I'm sure many of us know or have seen floating around here the idea that if you want something specific or have a complaint, then the best way to go about resolving the issue (except in cases where there is a particular level of urgency and immediate discussion needed) is to say the thing you want/the problem you have one time, then not talk about it again.
First, let's talk a bit about why this works, then we'll get into my recent experience with it.
Why only say it once?
The idea behind this is that he will take what you've said to heart, and act on it as necessary. Continuing to bring it up will only wear him down and may come across as nagging (even if you don't mean it that way).
I had accepted this theory as fact because it seemed reasonable enough, but for a long time I had no way to test the validity of it -- until a few months ago.

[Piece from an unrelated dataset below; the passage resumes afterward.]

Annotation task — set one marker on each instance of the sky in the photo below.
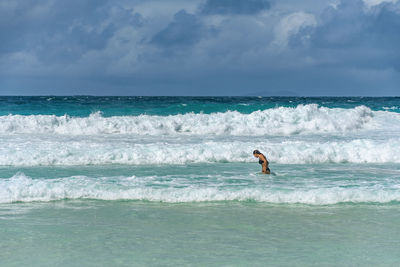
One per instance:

A bit of background: neither I nor my boyfriend is particularly traditional. My family, however, is your typical big European family, relatively religious (I am not), and quite traditional. His family is also quite big, but neither religious nor traditional, so he doesn't have quite the same expectations placed on him -- one of these expectations being marriage.
We had previously talked about how he didn't, for various reasons, have any particular interest in getting married, and while I personally am okay with not getting married, I know that my family doesn't feel the same way, and the situation is further complicated by the fact that I am not a native of the country we live in, and the only way I'd be able to stay here after I finish my doctorate would be either: 1. get married or 2. have a child here. (And while we do want to have kids, I'm not interested in having one just so that I can stay in the country.)
So a few months ago I said to him, very simply, "this is important but I'm only going to say it once: I'd like for us to get married one day." And I stuck to my word. Not a mention of marriage (even in completely unrelated contexts) after that. Time went on and because it's not a pressing issue and because I know that his stance had always been quite anti-marriage, I kind of assumed he had forgotten about it.
A few weeks ago, we started playing a quiz game in our free time, where we had to answer questions then guess how the other person responded -- and one of the questions I had to answer was "do you think you'll ever get married?" So of course my response was "no"! He, on the other hand, guessed that I had said "yes". So we talked about it, and he said, in essence, that eventually marrying me was now his plan on how to make sure I could stay in the country once I've finished my PhD.
This may not seem like a lot, but the change in his attitude towards marriage was very surprising (and definitely pleasant), and I highly doubt this could have happened if I had spent the months leading up to this moment constantly talking about how I would eventually need a way to stay in the country, and how my family expected me to get married one day, and how X, Y, and Z cousin of mine were getting married soon, and blah blah blah.
I said it once, I trusted him, and I waited. And it paid off.